Okay, we’ve made it essentially to the end. One last question before you go. If immortality were real, what would you build?
If immortality were real, I wouldn’t spend it chasing quick wins. I’d focus on building institutions, not just companies. Something that endures, that carries weight across generations.

On the professional side, I’d want to create a digital growth institution—the kind of firm people mention in the same breath as McKinsey or Bain, but specifically for the AI era. A place that doesn’t just run campaigns, but builds systems of visibility and growth that help businesses punch above their weight, decade after decade. Think of it as codifying what we’ve learned about AI SEO, LLM SEO, AEO, and GEO into playbooks and operating systems that will still matter long after today’s platforms are obsolete. That’s where I see the real legacy: not services, but frameworks that outlast me.
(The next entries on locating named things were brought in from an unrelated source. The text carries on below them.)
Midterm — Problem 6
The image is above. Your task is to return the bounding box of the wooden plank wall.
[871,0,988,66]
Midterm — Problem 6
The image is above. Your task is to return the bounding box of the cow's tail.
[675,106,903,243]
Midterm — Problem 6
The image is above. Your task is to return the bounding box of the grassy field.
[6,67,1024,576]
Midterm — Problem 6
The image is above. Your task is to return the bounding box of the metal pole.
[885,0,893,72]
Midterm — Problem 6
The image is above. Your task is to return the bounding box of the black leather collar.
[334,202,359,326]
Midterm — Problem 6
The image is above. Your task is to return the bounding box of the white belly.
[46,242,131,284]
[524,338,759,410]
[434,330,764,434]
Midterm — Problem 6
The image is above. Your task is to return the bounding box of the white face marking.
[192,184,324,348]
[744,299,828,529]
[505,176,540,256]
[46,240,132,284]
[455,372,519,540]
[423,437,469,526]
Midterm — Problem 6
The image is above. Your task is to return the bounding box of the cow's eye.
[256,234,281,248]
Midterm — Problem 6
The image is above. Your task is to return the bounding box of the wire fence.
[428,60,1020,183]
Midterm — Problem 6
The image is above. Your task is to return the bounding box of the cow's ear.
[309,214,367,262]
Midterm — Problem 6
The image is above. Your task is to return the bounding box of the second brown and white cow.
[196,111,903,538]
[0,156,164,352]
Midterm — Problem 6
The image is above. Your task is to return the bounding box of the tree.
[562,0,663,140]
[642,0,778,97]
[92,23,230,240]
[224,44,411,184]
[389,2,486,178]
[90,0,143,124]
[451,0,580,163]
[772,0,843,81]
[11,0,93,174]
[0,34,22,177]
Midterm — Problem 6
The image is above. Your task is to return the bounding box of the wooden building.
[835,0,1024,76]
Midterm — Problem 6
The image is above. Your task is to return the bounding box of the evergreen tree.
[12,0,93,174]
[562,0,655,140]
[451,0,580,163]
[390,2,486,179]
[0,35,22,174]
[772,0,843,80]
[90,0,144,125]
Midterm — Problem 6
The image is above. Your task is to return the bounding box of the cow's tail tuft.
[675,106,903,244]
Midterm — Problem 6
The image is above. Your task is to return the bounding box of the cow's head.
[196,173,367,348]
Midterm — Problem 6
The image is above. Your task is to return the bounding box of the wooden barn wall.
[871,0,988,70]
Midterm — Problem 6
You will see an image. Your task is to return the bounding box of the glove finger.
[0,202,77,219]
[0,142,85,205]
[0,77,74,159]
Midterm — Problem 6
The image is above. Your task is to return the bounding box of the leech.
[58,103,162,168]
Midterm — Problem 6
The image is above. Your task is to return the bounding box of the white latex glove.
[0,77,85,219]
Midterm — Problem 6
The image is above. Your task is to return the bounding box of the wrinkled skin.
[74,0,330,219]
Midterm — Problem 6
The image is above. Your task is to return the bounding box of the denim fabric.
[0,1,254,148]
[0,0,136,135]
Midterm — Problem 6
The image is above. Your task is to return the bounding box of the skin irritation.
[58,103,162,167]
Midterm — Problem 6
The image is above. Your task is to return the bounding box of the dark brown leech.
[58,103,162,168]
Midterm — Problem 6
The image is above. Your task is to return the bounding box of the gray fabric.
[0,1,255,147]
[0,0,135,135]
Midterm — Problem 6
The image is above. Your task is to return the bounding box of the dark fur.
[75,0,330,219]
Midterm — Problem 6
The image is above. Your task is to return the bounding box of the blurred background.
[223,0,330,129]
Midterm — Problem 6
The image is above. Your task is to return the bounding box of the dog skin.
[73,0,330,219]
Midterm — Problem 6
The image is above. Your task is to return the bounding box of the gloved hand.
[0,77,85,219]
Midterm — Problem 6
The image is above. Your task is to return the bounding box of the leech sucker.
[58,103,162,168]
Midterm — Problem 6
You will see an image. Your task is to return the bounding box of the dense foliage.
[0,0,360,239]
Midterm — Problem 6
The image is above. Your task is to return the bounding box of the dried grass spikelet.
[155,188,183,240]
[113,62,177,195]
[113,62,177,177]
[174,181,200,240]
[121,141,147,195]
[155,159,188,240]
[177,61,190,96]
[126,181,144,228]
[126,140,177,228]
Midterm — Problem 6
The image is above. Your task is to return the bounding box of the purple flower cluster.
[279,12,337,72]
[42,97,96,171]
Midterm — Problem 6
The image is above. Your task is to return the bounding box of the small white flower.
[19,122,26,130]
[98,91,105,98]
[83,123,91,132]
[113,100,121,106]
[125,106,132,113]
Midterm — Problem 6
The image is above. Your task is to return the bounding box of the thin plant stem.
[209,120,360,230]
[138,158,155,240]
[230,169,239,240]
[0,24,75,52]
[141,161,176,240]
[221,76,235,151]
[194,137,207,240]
On a personal level, I’d invest that time in building my family’s foundation—raising my boys with values that stick, creating a culture of resilience, faith, and purpose that they can pass down. Immortality would mean the chance to refine and strengthen those lessons without the usual constraint of time.

The truth is, none of us have immortality. But thinking in those terms forces you to ask: What’s worth building that will outlive me? For me, it’s twofold: the systems that shape how businesses grow and the values that shape how my family lives. Everything else feels temporary.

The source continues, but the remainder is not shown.